How I Structure Complex CRUD Flows with DDD and CQRS
- #crud
- #ddd
- #nestjs
- #cqrs
- #backend
The problem
Typical CRUD flow on the backend usually follows a simple structure: controller → service → repository. While controllers tend to stay small and straightforward, the service layer often becomes a bottleneck over time.
It’s not uncommon to see service files grow to thousands of lines (2000–10000), handling multiple flows (create, update, delete, fetch), coordinating many dependencies, and mixing business logic with raw SQL queries.
This leads to several problems: the code becomes hard to reason about, difficult to navigate, prone to merge conflicts, and challenging to test in isolation.
This is where Domain-Driven Design (DDD) principles start to help. Rather than letting services own business logic, I keep them focused on orchestrating workflows, while the actual rules live inside the domain layer.
Service layer
The service layer acts as an orchestrator, coordinating different parts of the system without owning business logic.
Business rules are extracted into the domain layer. This typically includes entities, value objects, and domain-specific rules that reflect real business behavior rather than database structure. This makes it much clearer which layer is responsible for what, and allows the domain to remain focused, reusable, and easy to test.
The domain layer should have as few dependencies as possible. Ideally, it contains pure logic that can be tested without mocks.

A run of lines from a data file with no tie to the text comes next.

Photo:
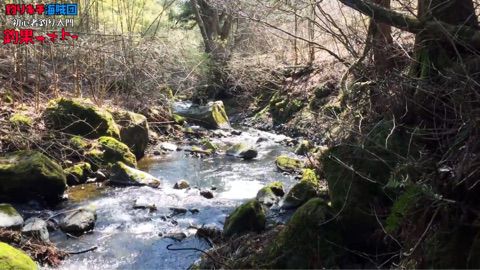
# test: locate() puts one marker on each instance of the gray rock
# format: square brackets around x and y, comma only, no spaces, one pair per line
[182,184]
[79,221]
[242,150]
[9,217]
[37,228]
[168,146]
[206,194]
[178,211]
[212,115]
[143,203]
[128,176]
[177,236]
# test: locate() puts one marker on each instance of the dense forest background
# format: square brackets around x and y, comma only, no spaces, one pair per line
[390,88]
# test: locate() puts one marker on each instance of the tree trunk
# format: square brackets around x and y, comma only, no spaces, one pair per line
[382,42]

These tests are fast and can run in a pre-commit hook, providing quick feedback during development.
Another useful pattern is splitting different business flows into separate services. Instead of one large service handling everything, I prefer having dedicated services for create, update, fetch, and delete flows.
Repository layer
Consider a simple case with two entities: A and B, each with its own service and repository.
Now imagine service A needs data from entity B. There are typically two approaches:
- service A → service B → repository B
- service A → repository B
The first approach introduces indirection, where service B acts mostly as a proxy. The second creates tighter coupling between modules.
Both approaches have trade-offs, and I’ve used them for years. However, they tend to increase coupling and make dependencies harder to reason about as the system grows.
This is where CQRS (Command Query Responsibility Segregation) becomes useful.
The idea is simple:
- Commands modify state (create, update, delete)
- Queries read data (fetch operations)
Instead of sharing repositories across modules, access is expressed through explicit queries and commands. This avoids leaking internal persistence details and makes dependencies more intentional.
This is the approach I’ve been leaning towards recently:
module/
├── application/
│ └── service.ts
├── cqrs/
│ ├── query.ts
│ └── command.ts
└── domain/
└── domain.ts
How this differs from described repository dependency is that we keep query/command logic local inside module, reducing dependencies between different modules. Of course, it can happen that same query/command is required in different modules, then it can make sense to extract such command and/or query in shared module which is then referenced from multiple places.
Testing
Achieving baseline test coverage is easier than ever, but structure still matters. I like to start with unit tests, which cover pure domain layer with little to no mocks. They run very fast, no need to wait for application cold start, usually what it takes is simple function call or method call. Next test to add is the one which runs with database. It can be end to end test or integration test, with service or repository serving as a starting point. Idea with such test is to verify that sql statements align with the expectations. This kind of test is slower that a unit test because it needs to start application (whole or part of it), but it helps to cover flow as a whole.
Closing words
One recurring problem I’ve seen in growing codebases is lack of clear ownership. As systems evolve, responsibilities between layers become blurred, and changes become harder to reason about.
Applying DDD and CQRS helps restore that clarity. Business logic has a clear home, read and write operations are explicitly defined, and dependencies become easier to understand.
The goal is not to blindly apply patterns, but to introduce just enough structure to keep CRUD-heavy applications maintainable as they grow.